Medsos dan Demokrasi

Kolaborasi tim peneliti dari Max Planck Institute for Human Development, Hertie School dan University of Bristol mengupas korelasi antara media digital dan perilaku politik sejagat. Produk riset ini dipublikasikan dalam jurnal Nature Human Behaviour (2022). Mayoritas responden menggunakan medsos sebagai sumber informasi dan acuan preferensi politik.

Di era media cetak jurnalis dan redaksi dalam kapasitas sebagai Gatekeeper memutuskan konten yang akan dipublikasikan. Medsos yang dikendalikan algoritme justru beroperasi lebih simpel. Ia menyajikan peluang bagi setiap pengakses internet untuk menerbitkan konten saringannya. Yang ditampilkan ke audiens lazimnya berorientasikan interes individu dan ekspetasi konsumen.

Secara transparan medsos berkontribusi bagi demokrasi partisipatif. Wacana publik dimerdekakan dari kolonialisasi kaum elit dan intelektual. Namun umumnya warta politik dari forum medsos cenderung acak dan instan yang dilabel News-Snacking. Teks, video atau galeri yang dipresentasikan bagaikan snack yang dikonsumsi dan dicerna dalam tempo singkat. Kesetiaan follower dipupuk lewat update postingan reguler.

News-Snacking itu bagaikan suguhan ringan yang tak selamanya mengenyangkan dan lebih murah. Konten yang berkualitas, kompleks dan komprehensif sangat mahal. Ia menguras banyak waktu, dana dan energi untuk diteliti dan diuji keabsahannya.

Medsos membuat kita jadi resipien pasif dengan pekik news find me (berita menemukan saya). Saya tak harus aktif mencari informasi, karena cepat atau lambat berita itu akan datang secara otomatis. Berita memang deras didistribusikan, namun condong beraroma polarisasi dan tendensial.

Informasi palsu dan hoaks disebarkan secara permanen. Orang dibuat ketagihan mengunyah disinformasi. Koridor pencarian fakta dan kebenaran dihalangi. Kementerien Komunikasi dan Informasi mendata: sebanyak 800.000 situs di Indonesia yang diidentifikasi penyebar informasi palsu (2017).
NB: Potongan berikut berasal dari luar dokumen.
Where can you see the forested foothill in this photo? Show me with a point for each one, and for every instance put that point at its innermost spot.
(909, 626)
Acapkali konsumen sulit mendistingsi berita palsu dan asli karena dikemas begitu apik dan sugestif.

Model brainwashing digital ini kian marak jelang pemilu. Begitu intensif satu kandidat disakralisasi melalui diskreditasi kontestan lain. Sasarannya adalah penggalangan kolektivitas yang ditandai homogenitas berpikir dan berperilaku.

Partisipasi politik yang aktif dan efektif hanya mungkin jika orang mengandalkan sumber alternatif yang lebih serius. Anggapan news find me berdampak negatif terhadap partisipasi konstruktif dan melemahkan proses demokrasi.
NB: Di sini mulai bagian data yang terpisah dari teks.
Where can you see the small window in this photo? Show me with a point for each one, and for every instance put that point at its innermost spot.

Pihak yang tak aktif mencari informasi otentik dan mengandalkan hidangan acak di jaringan sosial, akan terbatas pengetahuan dan opsi tindakannya. Fenomena ini berkonsekuensi pada pudarnya motivasi untuk kesadaran politik, gampang terjangkit virus polarisasi dan konspirasi serta lunturnya kesadaran kritis.
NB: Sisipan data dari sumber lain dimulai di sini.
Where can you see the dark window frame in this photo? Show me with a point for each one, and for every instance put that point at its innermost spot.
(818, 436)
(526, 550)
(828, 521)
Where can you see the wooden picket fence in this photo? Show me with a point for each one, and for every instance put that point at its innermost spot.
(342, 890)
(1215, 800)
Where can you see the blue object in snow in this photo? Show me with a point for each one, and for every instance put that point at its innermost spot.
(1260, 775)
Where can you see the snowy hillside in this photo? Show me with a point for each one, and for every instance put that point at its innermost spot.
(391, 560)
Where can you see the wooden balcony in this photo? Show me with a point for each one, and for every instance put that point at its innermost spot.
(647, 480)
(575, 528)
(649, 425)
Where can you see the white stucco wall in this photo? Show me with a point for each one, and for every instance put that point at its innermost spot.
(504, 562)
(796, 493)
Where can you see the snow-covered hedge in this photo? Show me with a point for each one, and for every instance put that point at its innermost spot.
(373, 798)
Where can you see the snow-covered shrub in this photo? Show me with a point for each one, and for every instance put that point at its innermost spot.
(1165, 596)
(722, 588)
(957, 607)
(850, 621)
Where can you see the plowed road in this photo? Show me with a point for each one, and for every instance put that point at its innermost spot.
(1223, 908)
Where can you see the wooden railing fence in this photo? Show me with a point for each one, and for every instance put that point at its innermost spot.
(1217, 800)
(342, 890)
Jauh sebelum era digital Buddha Gautama memahat wasiat monumental: Jangan percaya pada sesuatu hanya karena otoritas kaum bijak dan tua telah mengatakannya. Apa yang telah berstatus sebagai keyakinan umum juga tak boleh dipercayai begitu saja. Jangan percaya berdasarkan kepercayaan orang lain. Jangan percaya apapun hanya karena ia ditulis dalam buku-buku agama dan ditradisikan sekian lama. Percayalah hanya pada apa yang anda observasi, uji dan nilai secara benar dan obyektif.